Water is essential for bathing and drinking throughout the year. Provide water in a shallow container, preferably with sloping sides and no more than 5cm (2in) deep. During frosty weather, remove the ice so birds can continue to have access to water.

Preferred foods
Use different foods and recipes to entice a range of birds. Although fat is important, particularly in winter, also provide a grain mix or nuts to maintain a balanced diet. No-mess seed mixes are more expensive but the inclusion of de-husked sunflower hearts means there is less waste and debris under the feeder. Inferior mixes are often padded out with lentils and wheat.

Many birds have ‘favourite’ foods, so choosing certain types can affect what you see feeding in the garden. These are just some of the preferences:

Insect cakes for tits
Berry cakes for finches
Finely chopped animal fat and grated cheese are welcomed by small birds, such as wrens
Sparrows, finches and nuthatches enjoy prising the seeds out of sunflower heads. Also, leave seed heads on herbaceous plants overwinter
Niger seed is liked by goldfinches
Peanut cakes for starlings
Fruit is favoured by thrushes and blackbirds. Scatter over-ripe apples, raisins and song-bird mixes on the ground for them. Consider planting berrying shrubs and trees, including favourites such as Malus, Sorbus, Cotoneaster and Pyracantha
Mealworms are a favoured food of many garden birds

Nesting sites and bird boxes
Each bird species has different requirements for nesting sites. Many birds nest in dense vegetation including shrubs, hedgerows and trees.
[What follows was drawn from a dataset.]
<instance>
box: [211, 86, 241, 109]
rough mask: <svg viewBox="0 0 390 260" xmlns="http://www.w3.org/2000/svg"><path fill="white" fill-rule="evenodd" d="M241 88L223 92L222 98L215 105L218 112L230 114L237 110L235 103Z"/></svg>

Holes in trees provide a natural nest site for several species. Take care if undertaking house repairs as some birds such as house sparrows, starlings, house martins and swfits can nest in the soffit boards under the eaves.
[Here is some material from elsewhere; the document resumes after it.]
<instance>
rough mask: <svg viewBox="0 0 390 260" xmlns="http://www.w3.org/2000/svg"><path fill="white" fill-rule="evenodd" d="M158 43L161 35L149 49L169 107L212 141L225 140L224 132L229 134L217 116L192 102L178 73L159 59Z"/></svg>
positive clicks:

Plants for encouraging birds
There are many garden plants that provide food in the form of berries (B) or seeds (S) a selection are listed below:

Cultivated plants
Berberis (B)
Cotoneaster (B)
Crataegus (thorns) (B)
Daphne mezereum (B)
Helianthus annuus (sunflower) (S)
Ilex (holly – female cultivars) (B)
Ligustrum ovalifolium (privet) (B)
Lonicera (honeysuckle) (B)
Mahonia (Oregon grape) (B)
Malus (single-flowered eating and crab apples) (B)
Photinia davidiana (B)
Prunus avium, P. cerasus (single-flowered cherries) (B)
​Pyracantha (firethorn) (B)
Rosa rugosa, R. moyesii (rose) (B)
Sorbus (mountain ash and whitebeams) (B)
Viburnum betulifolium (B)

Wild plants
Alnus glutinosa (alder) (S)
Betula pendula (birch) (S)
Carduus nutans (musk thistle) (S)
Centaurea scabiosa (greater knapweed) (S)
Crataegus monogyna (hawthorn) (B)
Dipsacus fullonum (teasel) (S)
Frangula alnus (alder buckthorn) (B)
Hedera helix (ivy) (B)
Ilex aquifolium (holly – female plants ) (B)
Knautia arvensis (field scabious) (S)
Rhamnus cathartica (purging buckthorn) (B)
Rosa canina, R. rubiginosa (wild roses) (B)
Rubus fruticosus (blackberry) (B)
Sambucus nigra (elderberry) (B)
Sorbus aucuparia (mountain ash) (B)
Sorbus aria (whitebeam) (B)
Succisa pratensis (devil’s bit scabious) (S)
Taxus baccata (yew) (B)
Viburnum opulus (guelder rose) (B)
Viburnum lantana (wayfaring tree) (B)

Problems
It is difficult to exclude bigger visitors such as magpies, pigeons and squirrels from a traditional bird table. Feeders give more control over what you attract and most designs can be fitted with squirrel guards or have the feeder enclosed by an outer cage that keeps out larger animals. These structures can also affect which birds visit.

Bird boxes can also be affected by predators so fit metal entrance surrounds to exclude these if necessary. Nest boxes can be cleaned out once a year in autumn. Sometimes bird boxes are used by tree bumblebees.